Réunion du 22 novembre 2007 à 21h30
Stabilité des institutions et transparence de la vie politique en polynésie française — Motion de renvoi en commission du projet de loi organique

Photo issue du site de l'Assemblée nationale ou de WikipediaRené Dosière :

De ce fait, sa rémunération, initialement fixée à 435 755 euros, et déjà attribuée de manière dérogatoire, a finalement atteint 1 914 810 euros, c'est-à-dire qu'elle a été multipliée par quatre.

La chambre relève que toute l'opération sera conduite ainsi, et que « le maître de l'ouvrage, peu soucieux du respect des règles de la concurrence a déclaré de nombreux appels d'offres infructueux par commodité, pour pouvoir négocier directement avec les entreprises de son choix. » Il est assez rare que les chambres territoriales des comptes se permettent de telles appréciations. Je n'avais pas lu de remarques de cette gravité depuis les observations que la chambre régionale des comptes de Provence-Alpes-côte d'Azur avait consacrées à la gestion de M. Médecin à Nice. Mais au regard de ce qui nous occupe, M. Médecin était vraiment un petit joueur car cela dépasse tout.

Vous me rétorquerez que ces dépenses font l'objet de contrôles. C'est vrai. Il y a d'abord le contrôle des dépenses engagées. À ce propos, M. Flosse m'a pris à partie au Sénat, arguant que c'est au trésorier-payeur général, fonctionnaire d'État, que revient la charge de contrôler ces dépenses. Ce contrôleur s'est d'ailleurs opposé à un certain nombre de dépenses de la présidence en raison de leur irrégularité : une année, il s'y est même opposé près de vingt fois, ce qui est quand même un chiffre assez conséquent. Mais le président a pu à chaque fois passer outre, comme la législation l'y autorise. Autrement dit, ce contrôleur des dépenses engagées ne sert à rien.

Ainsi, le 13 novembre 2001, le contrôleur s'oppose à un marché de travaux électriques, au motif que l'avenant n'a été transmis qu'en octobre 2001, alors que les travaux sont achevés depuis le 5 mai 2000. Il fait remarquer de surcroît que les travaux supplémentaires concernés par l'avenant représentent plus de la moitié du marché. Mais le président passe outre, et c'est ainsi qu'on arrive à ce genre de dérives.
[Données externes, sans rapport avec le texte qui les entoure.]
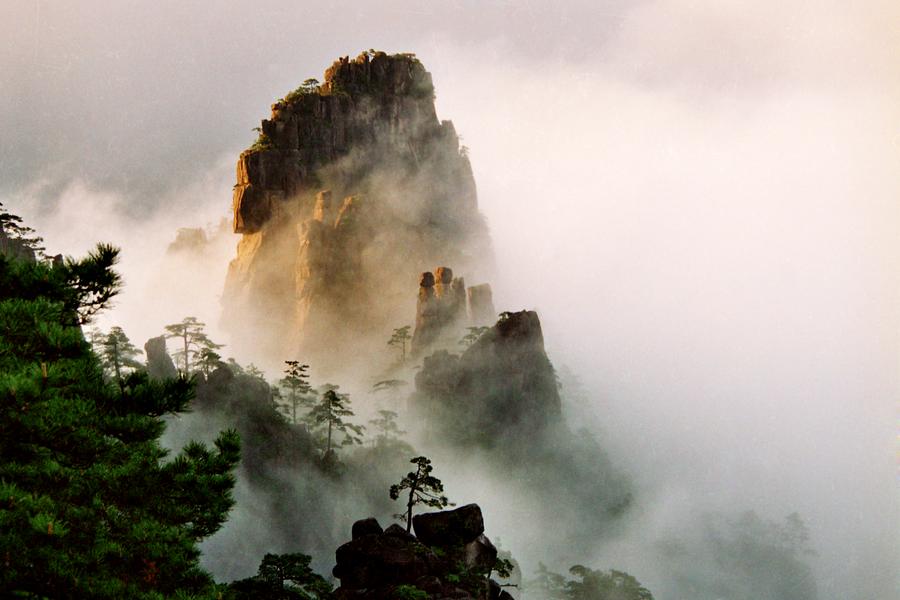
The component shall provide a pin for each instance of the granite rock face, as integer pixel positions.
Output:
(502, 386)
(352, 188)
(159, 363)
(445, 308)
(452, 560)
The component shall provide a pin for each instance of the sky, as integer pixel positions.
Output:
(700, 199)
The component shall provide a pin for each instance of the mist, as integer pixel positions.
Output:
(700, 202)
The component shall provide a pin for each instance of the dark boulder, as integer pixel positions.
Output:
(398, 531)
(449, 527)
(480, 554)
(363, 527)
(375, 561)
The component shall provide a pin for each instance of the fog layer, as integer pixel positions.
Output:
(700, 201)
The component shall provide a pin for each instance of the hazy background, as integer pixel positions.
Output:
(702, 199)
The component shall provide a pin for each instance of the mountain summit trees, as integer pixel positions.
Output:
(90, 505)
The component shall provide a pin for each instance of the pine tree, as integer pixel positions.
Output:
(424, 488)
(328, 416)
(192, 339)
(91, 506)
(282, 577)
(399, 339)
(296, 383)
(17, 239)
(209, 361)
(118, 353)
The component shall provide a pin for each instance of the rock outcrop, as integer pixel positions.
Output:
(352, 188)
(445, 308)
(453, 559)
(159, 363)
(503, 385)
Quant au contrôle de l'État, il est, selon la chambre, pratiquement inefficace. Soit le haut-commissaire n'est pas informé, soit on ne répond pas à ses demandes réitérées de renseignements, jusqu'à ce qu'il finisse par se lasser. Il saisit quand même de temps en temps le tribunal administratif, et c'est reparti pour un tour : si le tribunal administratif annule l'arrêté litigieux, on reprend la même décision, qui est à nouveau soumise au tribunal administratif, et cela dure jusqu'à l'épuisement d'un des protagonistes. Le haut-commissaire a ainsi réclamé à plusieurs reprises la liste des emplois de cabinets de la présidence, en vain.

Il reste l'inspection du travail, me direz-vous. Effectivement, le 10 mai 2003, un inspecteur du travail a effectué un contrôle sur place à Fakarawa, atoll bien connu de la commission des lois qui a également été aménagé, et où les hommes du GIP ont travaillé. Après avoir relevé l'inobservation des règles de sécurité et l'absence de déclaration d'ouverture des travaux, l'inspecteur a été expulsé du chantier manu militari sur ordre du chef du service.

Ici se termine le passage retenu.